Clinton ha chiesto un tavolo di discussione permanente tra il WTO e l’organizzazione internazionale dei sindacati (ILO), in modo da non far perdere ai democratici i voti sindacali alle prossime elezioni. Lo spirito del WTO è stato ben colto dal commissario al commercio dell’Unione Europea, Pascal Lamy, il quale ritiene che il libero scambio debba essere “controllato, guidato, e gestito secondo gli interessi dei cittadini europei”. Questa è una definizione di libero scambio che mi è poco famigliare.
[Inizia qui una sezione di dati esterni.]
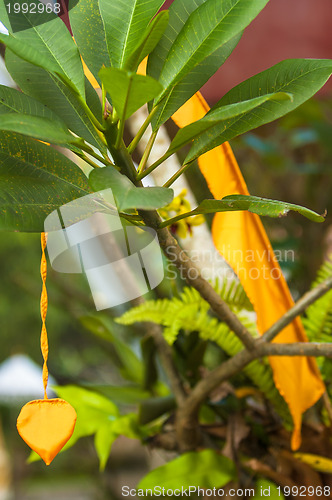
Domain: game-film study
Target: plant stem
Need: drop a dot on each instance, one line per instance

Il vero libero scambio è quello che pretese Legendre, l’uomo d’affari francese del seicento che si ritiene abbia risposto “Laissez nous faire!” (“Ci lasci fare da soli!”) al ministro Colbert, che gli chiedeva in che modo avrebbe potuto aiutare i mercanti. Lo storico Ralph Raico spiega: “Oggi il termine laissez faire ha un significato più ampio: lascia in pace la gente, e lascia che ognuno, nelle attività economiche, nelle questioni religiose, intellettuali, e culturali, possa perseguire gli obiettivi della propria vita”. Questo è proprio quello che gli individualisti anarchici intendono per libero mercato.

Gli anarco-individualisti e gli anarco-socialisti avrebbero potuto unirsi in una protesta non violenta contro il WTO, denunciandolo come veicolo dell’oppressione statale. Ma invece di attaccare lo Stato, gli anarchici di sinistra hanno sfasciato le vetrine dei negozi. A Seattle vi erano solo due cose su cui entrambi i filoni anarchici erano d’accordo: che il WTO va comunque abolito; e che la polizia non stava né dalla parte degli individualisti, né dalla parte dei collettivisti.